Cette fois-ci, j’ai mal à droite. En pleine réunion évidemment, à croire que ma tête n’apprécie pas les chiffres et les graphes qui dégueulent partout sur ce powerpoint. Pour une fois j’ai de la chance, il est 19h, c’est presque la fin de la journée. Pas besoin de simuler une gastroentérite pour pouvoir rentrer chez moi. Ah ça oui la gastro, ça fait peur, c’est contagieux, les symptômes sont impressionnants, grandioses dans la répugnance. La migraine, ça ne se voit pas, tout au plus un sourcil se lève, « tu as juste un mal de tête et tu veux rentrer ? ».

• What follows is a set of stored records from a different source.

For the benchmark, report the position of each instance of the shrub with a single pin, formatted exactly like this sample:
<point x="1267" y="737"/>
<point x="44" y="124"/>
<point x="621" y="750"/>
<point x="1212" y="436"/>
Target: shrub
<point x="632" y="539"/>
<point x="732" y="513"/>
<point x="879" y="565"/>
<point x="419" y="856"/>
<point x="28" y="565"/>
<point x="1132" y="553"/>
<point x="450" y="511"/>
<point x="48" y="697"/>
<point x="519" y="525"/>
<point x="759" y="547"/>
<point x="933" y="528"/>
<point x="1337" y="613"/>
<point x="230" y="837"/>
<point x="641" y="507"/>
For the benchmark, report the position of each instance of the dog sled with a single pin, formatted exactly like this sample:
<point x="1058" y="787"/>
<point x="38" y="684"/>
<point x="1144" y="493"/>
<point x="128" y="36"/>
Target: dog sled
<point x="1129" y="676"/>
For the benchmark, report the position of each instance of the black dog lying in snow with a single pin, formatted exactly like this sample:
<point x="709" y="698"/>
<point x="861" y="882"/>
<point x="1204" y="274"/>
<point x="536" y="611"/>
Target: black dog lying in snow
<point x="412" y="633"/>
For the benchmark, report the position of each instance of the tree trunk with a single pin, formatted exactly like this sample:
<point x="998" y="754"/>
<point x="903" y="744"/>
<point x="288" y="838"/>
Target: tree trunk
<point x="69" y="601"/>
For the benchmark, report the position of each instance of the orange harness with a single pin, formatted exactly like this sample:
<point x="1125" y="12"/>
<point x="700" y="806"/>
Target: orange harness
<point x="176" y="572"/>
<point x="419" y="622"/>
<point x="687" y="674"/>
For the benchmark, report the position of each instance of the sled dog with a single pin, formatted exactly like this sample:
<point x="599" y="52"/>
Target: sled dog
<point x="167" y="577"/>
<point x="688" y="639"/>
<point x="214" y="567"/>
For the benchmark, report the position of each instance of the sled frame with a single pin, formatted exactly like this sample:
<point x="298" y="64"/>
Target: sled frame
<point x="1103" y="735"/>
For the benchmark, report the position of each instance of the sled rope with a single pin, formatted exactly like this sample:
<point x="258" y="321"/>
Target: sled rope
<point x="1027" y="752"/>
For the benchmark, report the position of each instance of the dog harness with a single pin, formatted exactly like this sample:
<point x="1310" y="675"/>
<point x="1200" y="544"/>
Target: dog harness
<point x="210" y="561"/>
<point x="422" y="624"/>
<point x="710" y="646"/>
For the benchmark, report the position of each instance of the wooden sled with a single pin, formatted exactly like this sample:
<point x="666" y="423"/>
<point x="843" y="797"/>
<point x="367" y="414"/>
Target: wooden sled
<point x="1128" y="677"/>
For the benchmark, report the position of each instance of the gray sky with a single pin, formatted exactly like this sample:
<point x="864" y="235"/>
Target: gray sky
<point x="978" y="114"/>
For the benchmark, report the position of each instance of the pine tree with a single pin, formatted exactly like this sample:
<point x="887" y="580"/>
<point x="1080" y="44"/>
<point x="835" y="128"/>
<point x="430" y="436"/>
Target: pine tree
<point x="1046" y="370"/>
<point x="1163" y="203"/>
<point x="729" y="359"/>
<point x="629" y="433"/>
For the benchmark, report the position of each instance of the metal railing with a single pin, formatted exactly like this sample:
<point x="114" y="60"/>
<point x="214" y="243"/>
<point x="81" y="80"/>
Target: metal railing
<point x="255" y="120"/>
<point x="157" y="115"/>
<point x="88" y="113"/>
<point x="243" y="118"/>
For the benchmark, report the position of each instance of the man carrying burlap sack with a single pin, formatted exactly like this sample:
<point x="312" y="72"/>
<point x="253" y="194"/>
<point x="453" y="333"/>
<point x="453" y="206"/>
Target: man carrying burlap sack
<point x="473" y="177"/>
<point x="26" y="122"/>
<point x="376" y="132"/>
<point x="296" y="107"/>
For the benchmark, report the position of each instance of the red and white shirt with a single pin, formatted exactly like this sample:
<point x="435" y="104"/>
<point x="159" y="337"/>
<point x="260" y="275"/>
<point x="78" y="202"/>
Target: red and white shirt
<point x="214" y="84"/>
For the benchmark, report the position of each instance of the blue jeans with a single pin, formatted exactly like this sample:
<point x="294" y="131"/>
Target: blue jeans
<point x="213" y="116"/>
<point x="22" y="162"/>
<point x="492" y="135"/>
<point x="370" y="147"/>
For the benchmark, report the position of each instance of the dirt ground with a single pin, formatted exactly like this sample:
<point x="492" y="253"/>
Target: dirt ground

Je suis dans le bus. Ma nuque raide me fait souffrir. Les lumières, les bruits, les odeurs ne sont qu’agression. Mes sens semblent décuplés. Je discerne chez mon voisin de droite une transpiration de deux jours, une vieille eau de Cologne, une haleine légèrement aillée et des relents de marijuana (j’ai testé tous les traitements possibles, je reconnaitrais ces effluves caractéristiques entre mille). Je me détourne vers la fenêtre et les illuminations de Noël dehors me vrillent le front. Je ferme les yeux ; le roulis du véhicule agrémenté ça et là des cahots de la route achève de m’emmener au bord du gouffre.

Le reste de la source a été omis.